Imagine we take a time machine and are standing in front of the home of Charles Dickens in London in his time say in the 1840s. They say he’s working on a new novel called Oliver Twist.

Someone says: a novel by Dickens is a kind of “fictional universe.” Shall we say that because Dickens is in his home (at home) in London (though in London is itself confusing since London as a city is not like a pocket to a comb or wallet) his fictional universe is “in” the universe which might be a multiverse according to current cosmological speculations? That’s not what we mean. The fictional universe of Dickens is a shared cultural abstraction involving his stories, characters, people absorbing his tales, his mind and our mind, books and discussions. A fictional universe is as “weird” as the other universe. The preposition “in” does not begin to capture what’s going on which is socio-cultural and not “physicalistic.”

We begin to intuit that everyday language which we use and handle as the most obvious thing in the world in constant use, is completely confusing once you look at it more clearly.

Einstein’s friend at Princeton, Kurt Gödel, looked into language as a logical phenomenon and concluded that it’s entirely puzzling that two people could actually speak and understand one another given the ambiguities and open-endedness of language.

A language-game (German: Sprachspiel) is a philosophical concept developed by Ludwig Wittgenstein, referring to simple examples of language use and the actions into which the language is woven. Wittgenstein argued that a word or even a sentence has meaning only as a result of the “rule” of the “game” being played. Depending on the context, for example, the utterance “Water!” could be an order, the answer to a question, or some other form of communication.

In his work, Philosophical Investigations (1953), Ludwig Wittgenstein regularly referred to the concept of language-games. Wittgenstein rejected the idea that language is somehow separate and corresponding to reality, and he argued that concepts do not need clarity for meaning.
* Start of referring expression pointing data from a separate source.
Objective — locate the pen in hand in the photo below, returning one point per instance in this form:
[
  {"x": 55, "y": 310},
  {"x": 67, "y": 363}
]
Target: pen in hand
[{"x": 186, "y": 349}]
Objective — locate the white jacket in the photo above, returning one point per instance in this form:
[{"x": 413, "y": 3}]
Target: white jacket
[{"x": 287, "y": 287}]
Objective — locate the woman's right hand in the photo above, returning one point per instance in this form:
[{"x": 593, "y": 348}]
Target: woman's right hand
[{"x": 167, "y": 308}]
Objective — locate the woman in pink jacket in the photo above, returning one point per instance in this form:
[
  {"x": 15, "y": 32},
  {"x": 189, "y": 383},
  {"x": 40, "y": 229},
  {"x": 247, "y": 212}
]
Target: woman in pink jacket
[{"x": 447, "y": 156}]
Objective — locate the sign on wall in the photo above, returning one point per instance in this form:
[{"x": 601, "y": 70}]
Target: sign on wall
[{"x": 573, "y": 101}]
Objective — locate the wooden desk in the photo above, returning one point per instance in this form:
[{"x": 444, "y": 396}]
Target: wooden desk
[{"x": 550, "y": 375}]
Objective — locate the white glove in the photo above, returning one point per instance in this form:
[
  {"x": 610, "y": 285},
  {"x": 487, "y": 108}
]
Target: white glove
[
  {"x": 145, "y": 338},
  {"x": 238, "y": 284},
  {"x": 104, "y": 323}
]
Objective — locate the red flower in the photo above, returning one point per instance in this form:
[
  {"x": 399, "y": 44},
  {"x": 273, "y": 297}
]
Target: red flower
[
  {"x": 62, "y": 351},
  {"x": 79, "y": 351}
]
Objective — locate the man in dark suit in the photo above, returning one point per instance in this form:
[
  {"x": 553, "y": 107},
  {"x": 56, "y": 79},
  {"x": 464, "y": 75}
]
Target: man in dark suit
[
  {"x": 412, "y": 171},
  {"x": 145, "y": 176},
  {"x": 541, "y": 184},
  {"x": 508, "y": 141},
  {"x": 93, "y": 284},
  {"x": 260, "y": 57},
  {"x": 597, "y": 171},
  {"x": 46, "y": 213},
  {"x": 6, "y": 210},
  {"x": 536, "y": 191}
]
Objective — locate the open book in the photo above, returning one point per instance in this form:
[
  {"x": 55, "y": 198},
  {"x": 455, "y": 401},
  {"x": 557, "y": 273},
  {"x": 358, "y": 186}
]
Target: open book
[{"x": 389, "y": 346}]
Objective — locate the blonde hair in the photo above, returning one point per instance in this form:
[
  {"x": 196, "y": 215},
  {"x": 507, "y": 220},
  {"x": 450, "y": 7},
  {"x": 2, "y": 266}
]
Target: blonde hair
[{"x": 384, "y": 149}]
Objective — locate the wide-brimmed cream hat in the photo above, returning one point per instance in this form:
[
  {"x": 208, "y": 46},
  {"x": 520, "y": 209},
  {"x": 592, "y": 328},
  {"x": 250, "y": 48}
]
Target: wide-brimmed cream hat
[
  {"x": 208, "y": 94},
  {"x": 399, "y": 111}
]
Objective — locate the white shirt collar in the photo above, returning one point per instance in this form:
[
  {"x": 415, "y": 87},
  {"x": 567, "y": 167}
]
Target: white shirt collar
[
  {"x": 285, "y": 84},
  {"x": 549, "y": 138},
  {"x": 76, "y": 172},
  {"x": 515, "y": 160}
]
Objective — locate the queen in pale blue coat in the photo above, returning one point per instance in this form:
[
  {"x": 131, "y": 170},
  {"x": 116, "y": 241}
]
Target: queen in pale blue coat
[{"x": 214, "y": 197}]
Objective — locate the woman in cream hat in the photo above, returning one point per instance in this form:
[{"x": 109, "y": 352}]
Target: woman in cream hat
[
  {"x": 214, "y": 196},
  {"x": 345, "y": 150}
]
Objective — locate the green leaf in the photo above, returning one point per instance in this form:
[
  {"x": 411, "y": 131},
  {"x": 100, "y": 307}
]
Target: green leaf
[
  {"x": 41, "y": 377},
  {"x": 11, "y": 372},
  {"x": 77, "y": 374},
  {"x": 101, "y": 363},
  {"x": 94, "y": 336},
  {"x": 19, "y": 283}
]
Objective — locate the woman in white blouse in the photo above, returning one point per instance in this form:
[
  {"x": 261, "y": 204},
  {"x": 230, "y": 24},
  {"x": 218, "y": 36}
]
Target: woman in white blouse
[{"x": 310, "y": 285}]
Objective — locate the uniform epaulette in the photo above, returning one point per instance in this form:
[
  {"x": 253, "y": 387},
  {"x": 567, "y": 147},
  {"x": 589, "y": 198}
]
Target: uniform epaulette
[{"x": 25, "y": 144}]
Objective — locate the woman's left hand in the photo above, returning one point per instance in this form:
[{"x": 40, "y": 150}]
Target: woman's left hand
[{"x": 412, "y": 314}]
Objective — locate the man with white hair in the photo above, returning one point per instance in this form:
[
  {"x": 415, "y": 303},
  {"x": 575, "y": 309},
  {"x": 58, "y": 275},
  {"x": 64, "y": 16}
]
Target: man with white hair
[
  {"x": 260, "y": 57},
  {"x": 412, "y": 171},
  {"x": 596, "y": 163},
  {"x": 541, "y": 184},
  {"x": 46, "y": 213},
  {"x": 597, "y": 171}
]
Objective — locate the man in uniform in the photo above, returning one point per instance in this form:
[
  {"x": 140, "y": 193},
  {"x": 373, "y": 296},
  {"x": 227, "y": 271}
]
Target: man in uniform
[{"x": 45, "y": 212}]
Wittgenstein used the term “language-game” to designate forms of language simpler than the entirety of a language itself, “consisting of language and the actions into which it is woven” and connected by family resemblance (German: Familienähnlichkeit).

The concept was intended “to bring into prominence the fact that the speaking of language is part of an activity, or a form of life,” which gives language its meaning.

Wittgenstein develops this discussion of games into the key notion of a “language-game.”

Gödel saw that language has deep built-in ambiguities which were as puzzling as math and logic ones:

Gödel’s (died in 1978) incompleteness theorems are two theorems of mathematical logic that demonstrate the inherent limitations of every formal axiomatic system capable of modeling basic arithmetic. These results, published by Kurt Gödel in 1931, are important both in mathematical logic and in the philosophy of mathematics.

Take any simple sentence: say, “men now count.”

Without a human context of meaning, how would you ever decide if this means count in the sense of numeracy (one apple, two apples, etc.) or something entirely from another domain (i.e. males got the vote in a certain country and now “count” in that sense).

When you say, “count me in” or count me out,” how does that make any sense without idiomatic language exposure?

If you look at all the meanings of “count” in the dictionary and how many set phrases or idioms involve the word “count,” you will immediately get the sense that without a human “life-world” (to use a Husserl phrase), you could never be sure of any message or sentence at all involving such a fecund word.

One task of real education is to put these difficulties on the student’s plate and not avoid them.

Linguistics as such is not what’s at issue but rather a “meta-intelligent” sense of language, written or spoken as highly mysterious with or without the research into vocal cords, language genes (FOXP2, say) or auditory science and the study of palates or glottal stops and fricatives, grammars and syntax.

Seeing this promotes deep education (i.e., where understanding touches holism in an enchanting way).